Da war der Tag erledigt. Hätte nix gebracht so mit nem Kopf zu fahren.

Schade, hab mich auf ne Regen- und Schlammschlacht in WiBa gefreut. Albstadt gestern war nicht so optimal  Jetzt weiß ich was ich noch zu tun hab --> Training bei absolutem Matsch...

Maxi hat´s jetzt auch erwischt. --> Kleiner Finger gebrochen. 

Ja, was soll´s. Die Kindereien sind unnötig. 

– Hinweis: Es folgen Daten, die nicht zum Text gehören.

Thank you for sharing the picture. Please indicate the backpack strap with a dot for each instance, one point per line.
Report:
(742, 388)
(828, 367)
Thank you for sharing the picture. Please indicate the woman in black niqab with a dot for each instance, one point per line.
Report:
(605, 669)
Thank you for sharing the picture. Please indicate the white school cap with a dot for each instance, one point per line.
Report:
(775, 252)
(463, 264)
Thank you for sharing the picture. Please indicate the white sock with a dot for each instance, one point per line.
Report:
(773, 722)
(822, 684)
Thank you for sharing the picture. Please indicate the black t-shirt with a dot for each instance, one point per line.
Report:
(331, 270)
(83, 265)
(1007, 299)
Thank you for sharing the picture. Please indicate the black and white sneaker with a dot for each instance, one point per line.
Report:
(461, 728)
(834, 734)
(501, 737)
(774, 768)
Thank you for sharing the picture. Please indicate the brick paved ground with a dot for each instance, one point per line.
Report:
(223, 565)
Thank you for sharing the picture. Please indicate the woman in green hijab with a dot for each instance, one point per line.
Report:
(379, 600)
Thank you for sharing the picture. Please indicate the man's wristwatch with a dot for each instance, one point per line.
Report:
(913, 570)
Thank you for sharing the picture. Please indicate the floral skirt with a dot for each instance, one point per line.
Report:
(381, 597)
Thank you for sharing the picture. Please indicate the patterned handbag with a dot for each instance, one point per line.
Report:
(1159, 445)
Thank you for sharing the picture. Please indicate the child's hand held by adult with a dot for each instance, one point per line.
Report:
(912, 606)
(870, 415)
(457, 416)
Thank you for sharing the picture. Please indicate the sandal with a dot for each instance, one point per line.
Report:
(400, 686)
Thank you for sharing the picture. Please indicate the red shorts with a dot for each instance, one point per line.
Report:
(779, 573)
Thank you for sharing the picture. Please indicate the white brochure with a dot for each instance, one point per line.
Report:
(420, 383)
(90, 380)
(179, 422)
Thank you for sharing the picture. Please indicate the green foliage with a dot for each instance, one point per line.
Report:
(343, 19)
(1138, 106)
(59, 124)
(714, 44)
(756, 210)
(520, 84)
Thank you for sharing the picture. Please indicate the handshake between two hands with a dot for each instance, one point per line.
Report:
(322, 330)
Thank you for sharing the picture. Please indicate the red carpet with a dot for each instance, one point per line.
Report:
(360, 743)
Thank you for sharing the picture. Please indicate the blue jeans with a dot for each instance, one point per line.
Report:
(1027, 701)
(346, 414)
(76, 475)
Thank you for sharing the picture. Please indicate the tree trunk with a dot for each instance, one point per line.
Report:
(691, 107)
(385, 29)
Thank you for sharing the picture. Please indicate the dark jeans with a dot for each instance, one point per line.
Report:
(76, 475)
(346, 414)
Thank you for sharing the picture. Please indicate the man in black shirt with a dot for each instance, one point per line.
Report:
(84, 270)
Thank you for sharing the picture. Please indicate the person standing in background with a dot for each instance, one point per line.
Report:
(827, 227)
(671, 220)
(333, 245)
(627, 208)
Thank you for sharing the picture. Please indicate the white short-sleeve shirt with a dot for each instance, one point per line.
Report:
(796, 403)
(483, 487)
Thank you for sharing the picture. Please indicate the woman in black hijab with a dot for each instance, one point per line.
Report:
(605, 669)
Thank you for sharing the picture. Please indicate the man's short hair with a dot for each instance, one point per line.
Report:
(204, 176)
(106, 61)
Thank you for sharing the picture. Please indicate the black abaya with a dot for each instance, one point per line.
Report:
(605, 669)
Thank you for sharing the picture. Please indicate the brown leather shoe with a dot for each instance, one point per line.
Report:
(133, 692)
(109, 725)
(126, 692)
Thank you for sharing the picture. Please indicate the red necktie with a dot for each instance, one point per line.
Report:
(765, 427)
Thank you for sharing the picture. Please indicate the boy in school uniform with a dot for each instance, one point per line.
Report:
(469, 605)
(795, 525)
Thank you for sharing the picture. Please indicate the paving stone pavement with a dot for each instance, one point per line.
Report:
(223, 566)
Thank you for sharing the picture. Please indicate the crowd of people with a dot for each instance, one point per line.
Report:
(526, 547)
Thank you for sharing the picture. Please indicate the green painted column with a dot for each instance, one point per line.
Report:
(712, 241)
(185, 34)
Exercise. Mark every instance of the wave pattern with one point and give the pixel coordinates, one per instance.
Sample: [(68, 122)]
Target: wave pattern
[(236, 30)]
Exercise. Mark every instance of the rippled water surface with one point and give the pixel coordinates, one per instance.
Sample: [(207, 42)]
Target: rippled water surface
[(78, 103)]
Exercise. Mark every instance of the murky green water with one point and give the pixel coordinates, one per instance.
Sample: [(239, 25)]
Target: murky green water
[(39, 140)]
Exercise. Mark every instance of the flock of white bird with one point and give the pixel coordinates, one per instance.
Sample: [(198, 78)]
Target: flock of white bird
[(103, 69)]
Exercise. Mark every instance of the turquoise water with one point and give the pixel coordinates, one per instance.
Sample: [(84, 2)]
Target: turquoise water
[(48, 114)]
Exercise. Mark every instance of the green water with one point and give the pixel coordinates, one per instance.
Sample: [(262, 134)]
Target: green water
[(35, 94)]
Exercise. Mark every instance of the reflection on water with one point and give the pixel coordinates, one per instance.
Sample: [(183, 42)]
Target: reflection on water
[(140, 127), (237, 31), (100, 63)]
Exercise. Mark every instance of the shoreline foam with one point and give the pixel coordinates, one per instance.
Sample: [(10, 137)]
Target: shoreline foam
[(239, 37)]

@ ms06rider: Ich nehm meine harten Worte zurück 

Hab etwas überreagiert.

Nächste Woche bin ich wieder am Start, da liegen wir uns dann alle in den Armen und haben uns lieb.


----------



## Seregon (24. Oktober 2010)

ScottyFR20 schrieb:


> Maxi hat´s jetzt auch erwischt. --> Kleiner Finger gebrochen.




d'oh !
so ne pfeife, da habsch mir doch heut extra nochma seine nummer geben lassen für nächste woche evtl ma noch an Geißkopf fahrn <.<

Albstadt im Nassen iss btw sowieso sau ekelhaft, macht mir auch net so wirklich spaß - das einzige steinfeld iss kalkstein, da kannst reifen aufziehn was du willst, Glatteis hat mehr Grip - und auf der andern strecke iss das steilstück ohne gute schlammreifen a la wetscream oder ähnlichem auch vollkommen unfahrbar - ich habs oft genug verzweifelt versucht, die kurve danach kriegt man einfach nich :X

hab ich aber schon zum maxi gesagt gehabt: albstadt geht man am besten hin wenns trocken iss, dann machts wirklich spaß 


Aber Wildbad war heut auch net viel besser, wohl die zweitschlimmsten Bedingungen, knapp hinterm Samstag vom Rennwochenende - und das zweite mal überhaupt, dass ich erlebt hab, dass sich dort nen schlammreifen wirklich lohnt ;>


nja, hoff deine Freundin hat nix schlimmes, wünsch ihr gute besserung 

Greetz
Jens


----------



## ms06-rider (24. Oktober 2010)

Seregon hat hier wohl wirklich den Durchblick  Jo, ich wollt euch net blöd kommen - sry, hab mich da vielleicht etwas Missverständlich ausgedrückt. Ich wollte nur darauf hinweisen dass die Zeit kein Streckenrekord ist, sondern dass der in ganz anderen Regionen liegt, weil manche hier gefragt haben ob der Rekord net bei 5 Minuten wäre  (auch net als Angriff gemeint  ) Des dass ich genauso da runter eier war allerdings ernst gemeint - ich fahr bei Nässe au net schneller. Und ich empfind mein Tempo bei Nässe nunmal als runtereiern, war net bös gemeint  Falls das also so rüberkam als wollte ich sagen dass ihr lahm seit - sorry so war das nicht gemeint - wollte lediglich sagen, dass der Rekord noch wo anders liegt. Euer Tempo ist echt schon ordentlich und für das wie lang ihr fahrt absolut super  
Ich hoff damit sind dann alle Missverständnisse aus dem weg geräumt - bin ja eigentlich n ganz Lieber  aber des mim in Arm nehmen nächste Woche und kannste knicken - scheiß Unistress ....
Edit: Ok meint Post von oben grad nochma durchgelesen und ich geb zu dass der missverständlich sein kann wenn man mich net kennt.


----------



## SLXDriver (24. Oktober 2010)

Is doch eigentlich auch egal wie schnell man ist, hauptsache man hat spaß... 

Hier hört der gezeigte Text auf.